In the first plot the data points of both the catogories i.e. lesser or equal to 50k and more than 50k overlap each other heavily and it is hard to differentiate between data points of these two categories. In the second plot which is a Trellis plot we can see the actual number of data points and where the data points are denser which was not possible in the first plot. In the Trellis plot we can observe that the data in category ‘income level’ more than 50k from the age 25 to 60 and hours per week 25 to 60 is as denser as that of income level lesser than or equal to 50k. This was not easily evident in the first plot.

### 2

plot_2.2a <- ggplot()+
geom_density(data=adult_data, aes(x=age, group=incomeLevel, fill=incomeLevel),alpha=0.5) +
    xlab("Age") +
    ylab("Density")
plot_2.2a

plot_2.2b <- plot_2.2a + facet_wrap(maritalStatus~.)
plot_2.2b

In the first plot we can see that more number of people, whose income level is lesser than or equal to 50k, are somewhere around the age of 22-25 and more number of people, whose income level is more than 50k, are somewhere around the age of 33-40. In the second plot which is a Trellis plot it is evident that people who never got married and age group which had the highest number of people whose income level was less than or equal to 50k was younger i.e. below the age of 25 years. For the plot containing Married-spouse-absent people,there were more amount of people between 35-50 years of age in the category who’s income level was more than 50k. In all the other categories of marital status the number of people who’s income level was less than or equal to and more than 50k fell under the same age group.

### 3

adult_fltdata <- adult_data[adult_data$capitalLoss >0,]
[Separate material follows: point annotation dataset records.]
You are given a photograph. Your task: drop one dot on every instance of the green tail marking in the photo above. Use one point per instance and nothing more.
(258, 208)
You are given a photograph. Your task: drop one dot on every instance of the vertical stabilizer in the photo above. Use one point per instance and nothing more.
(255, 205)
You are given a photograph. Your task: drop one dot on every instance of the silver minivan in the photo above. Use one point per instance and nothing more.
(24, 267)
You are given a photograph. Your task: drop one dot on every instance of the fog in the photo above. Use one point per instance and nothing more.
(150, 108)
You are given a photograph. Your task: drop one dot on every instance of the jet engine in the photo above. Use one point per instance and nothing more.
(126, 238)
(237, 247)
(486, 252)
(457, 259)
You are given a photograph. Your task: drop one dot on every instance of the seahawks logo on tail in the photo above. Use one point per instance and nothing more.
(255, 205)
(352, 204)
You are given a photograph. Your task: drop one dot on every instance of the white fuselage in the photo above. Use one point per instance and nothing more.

plot_2.3a <- plot_ly(adult_fltdata, x = ~educationNum, y = ~age, z = ~capitalLoss) %>%
  add_markers() %>%
  layout(scene = list(xaxis = list(title = 'Education-num'),
                      yaxis = list(title = 'Age'),
                      zaxis = list(title = 'Capital-Loss')))
plot_2.3a
plot_2.3b <- ggplot()+
    geom_density2d(data = adult_fltdata, aes(x = capitalLoss, y = educationNum))+
    facet_wrap(cut_number(adult_fltdata$age, 6)~.)
plot_2.3b

It is difficult to analyze the 3-D plot since all the data seems to be cluttered in the center. There also exists perception problem. The data points are pretty big in size and overlap each other heavily. In the second plot the capital loss seems to follow almost similar trend for all the age groups though the Capital loss for the age group 54-90 is more dispersed. For different age groups variable educationNum also seems to follow a similar trend. There seems to be two groups for educationNum variable one close to 10 and one close to 14 for all age groups.

### 4

plot_2.4a <- ggplot()+
  geom_point(data = adult_fltdata, aes(x = capitalLoss, y = educationNum))+
  facet_wrap(cut_number(adult_fltdata$age, 4)~.)
plot_2.4a

Agerange <- lattice::equal.count(adult_fltdata$age, number=4, overlap=0.10)
L<-matrix(unlist(levels(Agerange)), ncol=2, byrow = T)
L1<-data.frame(Lower=L[,1],Upper=L[,2], Interval=factor(1:nrow(L)))
ggplot(L1)+geom_linerange(aes(ymin = Lower, ymax = Upper, x=Interval))

index=c()
Class=c()
for(i in 1:nrow(L)){
  Cl=paste("[", L1$Lower[i], ",", L1$Upper[i], "]", sep="")
  ind=which(adult_fltdata$age>=L1$Lower[i] &adult_fltdata$age<=L1$Upper[i])
  index=c(index,ind)
  Class=c(Class, rep(Cl, length(ind)))
}

df<-adult_fltdata[index,]
df$Class<-as.factor(Class)

ggplot(df, aes(x=capitalLoss, y=educationNum))+
  geom_point()+
  facet_wrap(~Class, labeller = "label_both")

Advantages- Using Shingles creates overlap of plots with respect to age in this case. Boundary effects can be avoided by using Shingles. As we can see a few data points from the preceding plot and succeeding plot will be included in the plot to avoid boundary effect. Disadvantages- More data points than that compared to a plot without using shingles, seem to appear in each of the plot which is a result of overlapping of data points.